Once again, money talked. Just as schools took cash from Coke and Pepsi to keep their library shelves stocked, “organizations need money to put out educational materials,” said JoAnn Hattner, R.D., a nutritionist with Stanford University and a spokesperson for the ADA. “In all honesty, it’s hard to find anything good to say about soda except that it tastes good.”

It turned out that the soft drink association paid the ADA $25,000 for the now-retired soda “fact sheet,” which appeared as an advertisement in the back of the ADA’s magazine, the Journal of the American Dietetic Association. The industry-sponsored fact sheet was also posted on the soft drink association’s Web site, under the ADA’s banner, leaving the impression that the dietetic association endorses soda consumption.

The sheet downplayed soda’s role in obesity and type 2 diabetes and implied that soda provides good hydration. Although soda contains phosphorous, which may undermine calcium in the bones, the fact sheet pointed out that phosphorous is also found in milk and beef. While it encourages moderate consumption, the fact sheet placed soda squarely into a healthy diet. “Regular carbonated soft drinks contain calories; milk and juice contain calories, vitamins and minerals — all beverages can have a place in a well-balanced eating pattern.”

The soft drink association went so far as to reference the ADA fact sheet in a press release claiming that soda has been “demonized” by consumer advocates — without noting that industry money paid for the information. Instead, it referred to its own advertisement as the ADA’s “official Nutrition Fact Sheet” on soda.

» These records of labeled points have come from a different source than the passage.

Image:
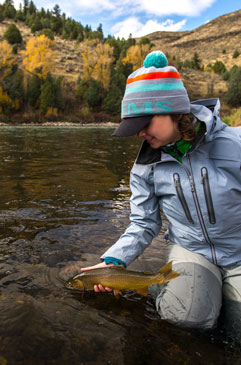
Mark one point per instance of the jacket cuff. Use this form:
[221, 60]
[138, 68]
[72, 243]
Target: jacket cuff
[113, 260]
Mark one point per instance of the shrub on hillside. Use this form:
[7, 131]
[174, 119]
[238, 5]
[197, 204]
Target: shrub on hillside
[236, 54]
[233, 95]
[219, 67]
[12, 34]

For its part, the dietetic association maintained it has a strict editorial policy free of industry influence, and soon after the fact sheet’s publication, it was removed from the ADA’s online materials.

Standing up to Big Soda

It remains to be seen how the soda ban will play out and what will happen in the nation’s high schools. In the best-case scenario, beverage companies will still offer lucrative contracts to sell their particular brands of healthy drinks, and kids will spend just as much money on juice, water, and milk as they used to spend on sodas. The school districts “are gambling that they won’t lose much money, and they’re probably right,” Purcell says.

At some point, every school district has to take a good look at its priorities, says Karen Cullen, a pediatrician and nutritionist with Baylor College of Medicine. “It all comes down to how you perceive a school — is it a healthy environment or not?” Parents, teachers, and others who care about children should take a close look at what’s happening at their local schools, she says. When concerned citizens speak loudly enough, they can wield more influence than soda companies can ever hope to buy.

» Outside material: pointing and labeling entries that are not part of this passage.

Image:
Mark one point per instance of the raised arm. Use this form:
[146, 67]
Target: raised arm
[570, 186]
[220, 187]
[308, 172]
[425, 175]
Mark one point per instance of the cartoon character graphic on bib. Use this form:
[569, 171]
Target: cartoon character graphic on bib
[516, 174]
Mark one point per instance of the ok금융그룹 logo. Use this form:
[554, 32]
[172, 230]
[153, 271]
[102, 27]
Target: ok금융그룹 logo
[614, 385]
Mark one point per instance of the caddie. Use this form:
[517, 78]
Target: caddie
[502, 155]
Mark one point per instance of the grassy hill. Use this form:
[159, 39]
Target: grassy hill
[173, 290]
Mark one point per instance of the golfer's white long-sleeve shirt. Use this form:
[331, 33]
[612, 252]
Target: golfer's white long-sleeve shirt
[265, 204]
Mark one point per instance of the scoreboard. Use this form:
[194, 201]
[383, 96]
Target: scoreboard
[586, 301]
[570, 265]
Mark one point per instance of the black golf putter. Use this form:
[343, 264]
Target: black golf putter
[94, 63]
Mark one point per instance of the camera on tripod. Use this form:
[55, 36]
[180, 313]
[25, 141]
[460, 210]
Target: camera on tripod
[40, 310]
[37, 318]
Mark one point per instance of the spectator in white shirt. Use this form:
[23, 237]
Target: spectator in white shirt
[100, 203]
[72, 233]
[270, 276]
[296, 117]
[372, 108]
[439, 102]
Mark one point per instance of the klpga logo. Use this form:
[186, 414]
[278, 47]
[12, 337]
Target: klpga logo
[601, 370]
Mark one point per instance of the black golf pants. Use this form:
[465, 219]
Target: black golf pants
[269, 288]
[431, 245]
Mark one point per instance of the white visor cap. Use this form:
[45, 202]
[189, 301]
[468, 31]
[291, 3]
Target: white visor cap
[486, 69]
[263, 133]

Parents who want to take a stand against soda should start at home, Sothern says. They shouldn’t try to ban soda outright, but they should set limits. One 12-ounce can of soda each day should be the absolute maximum, she says, and children with weight problems should have even less. Gradually, over time, parents can substitute healthier drinks so that soda again recedes to its earlier status as an occasional treat.

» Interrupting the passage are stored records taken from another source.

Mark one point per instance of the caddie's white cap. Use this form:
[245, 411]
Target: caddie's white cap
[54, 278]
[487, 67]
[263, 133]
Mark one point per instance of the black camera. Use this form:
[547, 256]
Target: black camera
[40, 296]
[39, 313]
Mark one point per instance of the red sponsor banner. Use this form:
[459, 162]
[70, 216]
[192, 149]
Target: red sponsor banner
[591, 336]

Fortunately, even the most dedicated soda drinkers can be persuaded to cut back, Sothern says. In fact, she’s found that it’s often the simplest way for overweight kids to slim down. The 300-pound girl lost nine pounds in several weeks simply by switching from soda to water and milk.

Even a small change can make a difference, according to recent research. A study of 650 English schoolchildren reported in the British Medical Journal found that obesity decreased by .2 percent among children who cut their soda intake by just half a glass per day. A control group of children who slightly increased their daily soda consumption experienced a 7.6 increase in obesity.

Kids can kick the soda habit. Whether high schools have the same willpower remains to be seen.